From textbook-style packaging and accompanying CD, it may seem like a dry read, but it isn't. This is probably the most useful music journalism manifesto since Re/Search published its Industrial Handbook or Tape Delay came out in the mid-80s (with its writings by and interviews with Cave, Galas, etc.).

That's not to say everything in here makes total sense to the average reader. Author Jonathan Lethem does an avant-text loop of popular culture quotes that reminds me of similar experiments from the past few decades, but I don't find "The Ecstasy of Influence: A Plagiarism Mosaic" very satisfying for either instruction or entertainment. And certainly not more compelling than what Stewart Home and the Neoists wrote using the same ideology and technique in the late 80s. I didn't particularly need another interview with Moby either.

Here's a thought: Why did Leonard Cohen change from acoustic guitars to Casio keyboards for the "Various Positions" records and every album thereafter? As far as I know, no one has really discussed that at length with him, who like Tom Waits changed his entire style in context so that his content wouldn't be outdated. All of Moby's artistic decisions have been backed up by the milieu (whether in sales or by critical consensus), but Cohen's is always seen as tacky (due to him using cheap technology? That can't be it, can it? Because classicism by noise-fetishists would suck — unless of course, it always does come down to what gear you can afford, and how few 'ordinary' people actually listen to your music). And both have genre (hardcore and folk) backgrounds. 
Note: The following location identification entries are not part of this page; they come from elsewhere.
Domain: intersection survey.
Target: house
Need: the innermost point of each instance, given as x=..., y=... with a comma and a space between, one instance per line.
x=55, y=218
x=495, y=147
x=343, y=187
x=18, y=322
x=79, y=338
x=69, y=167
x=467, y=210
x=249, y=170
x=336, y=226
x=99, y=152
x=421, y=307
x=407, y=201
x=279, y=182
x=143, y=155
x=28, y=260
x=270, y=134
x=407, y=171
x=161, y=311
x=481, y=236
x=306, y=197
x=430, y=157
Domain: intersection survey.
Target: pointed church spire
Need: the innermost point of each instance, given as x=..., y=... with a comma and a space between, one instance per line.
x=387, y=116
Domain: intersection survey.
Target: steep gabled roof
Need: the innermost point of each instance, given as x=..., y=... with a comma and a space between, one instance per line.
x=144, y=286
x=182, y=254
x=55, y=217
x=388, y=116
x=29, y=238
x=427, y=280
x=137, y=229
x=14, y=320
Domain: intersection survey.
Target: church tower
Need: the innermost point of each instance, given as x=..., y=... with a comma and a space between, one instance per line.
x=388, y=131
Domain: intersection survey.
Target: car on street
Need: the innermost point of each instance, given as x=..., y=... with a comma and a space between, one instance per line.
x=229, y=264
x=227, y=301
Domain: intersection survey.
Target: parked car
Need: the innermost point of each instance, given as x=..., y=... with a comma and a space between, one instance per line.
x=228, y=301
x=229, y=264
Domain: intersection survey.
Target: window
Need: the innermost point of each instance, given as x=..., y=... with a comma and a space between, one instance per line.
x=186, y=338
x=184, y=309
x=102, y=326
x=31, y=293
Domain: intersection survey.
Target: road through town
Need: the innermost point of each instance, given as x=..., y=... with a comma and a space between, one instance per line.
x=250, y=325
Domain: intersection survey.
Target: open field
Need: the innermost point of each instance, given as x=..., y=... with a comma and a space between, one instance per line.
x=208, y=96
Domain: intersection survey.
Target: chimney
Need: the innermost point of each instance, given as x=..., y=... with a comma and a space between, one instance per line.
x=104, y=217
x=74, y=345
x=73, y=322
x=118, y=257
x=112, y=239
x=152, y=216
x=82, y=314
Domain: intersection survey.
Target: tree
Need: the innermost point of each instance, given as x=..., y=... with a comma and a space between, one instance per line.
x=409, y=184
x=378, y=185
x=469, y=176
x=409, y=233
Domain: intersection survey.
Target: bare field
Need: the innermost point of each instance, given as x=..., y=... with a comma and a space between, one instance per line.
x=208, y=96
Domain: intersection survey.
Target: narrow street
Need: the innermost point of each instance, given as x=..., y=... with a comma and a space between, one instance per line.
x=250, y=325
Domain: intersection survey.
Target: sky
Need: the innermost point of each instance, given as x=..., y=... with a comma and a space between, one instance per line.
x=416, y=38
But that's criticizing something for what it isn't, and what this book is, is great. Cyberpunk novelist and "dead media researcher" Bruce Sterling does a remarkable job at discussing the merits of communicative forms that are archaic, and yet have tumescent value to the artist. (For example, the quipu, that was once "the nervous system of a major civilization," the Incas, and it was a very simple-seeming but extremely efficient "knot system" of historical record, a  computer and calculator and day planner made out of colored threads.)

Sterling reminds us that cinema was a combination of a whole bunch of so-called "failed technologies" (such as Edison's kinetoscope, but also including the tachyscope, the vitagraph, the cinematographe, et al) as well as how "talkies" were not the only films in which people spoke (it just happened to become the popular form, for reasons of marketing and luck).

Dick Hebridge, who wrote one of the very best books about the roots of punk style and millennial fashion, "Subculture," contributes a brilliant meditation on dystopia as well, while one of my very favorite writers, Erik Davis (whose Led Zep 33 1/3 is head and shoulders above most of the other volumes in the series, and never fails to make every issue of Arthur Magazine a transcendent experience) examines the dense spiritual terrain between polyrhythm, technology and race: he knows heavy anthropological shit about the beliefs and practices of primitive cultures and what kind of future our own ideologies and art-forms will lead to, not to mention chatting up good stuff about funky cosmic music a couple decades ago, and his contribution could be considered the centerpiece of an already excellent book.

Simon Reynolds (whose book Blissed Out about rock and techno and spirituality broke the news about Nick Cave's fixation  on the Bible, and the secret Situationism of many of your favorite underground artists) has a wonderful accompaniment to Davis's piece called "Renegade Academia."

From there, Brian Eno studies time and sound (and as I've always said, anything you can read of Eno will teach you at least one thing you've never even thought about before) through the history of bells, and Chuck D, Saul Williams, and Daniel Bernard Roumain take a more kinesthetic approach, keeping the text alive and crisp, and other writers like Joseph Lanza focus on the real reason misperceived "E-Z Listening" music was so compelling and collectable for "hi-fi" owners back in the days of early space age bachelor pads and swinging wreck rooms.

If the EMP Pop Con was strictly about dropping sound science, it would be in the form of this book. So buy it with Listen Again, the great new tome of Pop Con collected papers/presentations, and Brian Coleman's Check the Technique from last year, an update of his roots-of-rap Rakim Told Me, for the whole smear. That's a whole lot of great reading about listening, and as Mr. Davis might say, a whole lotta love.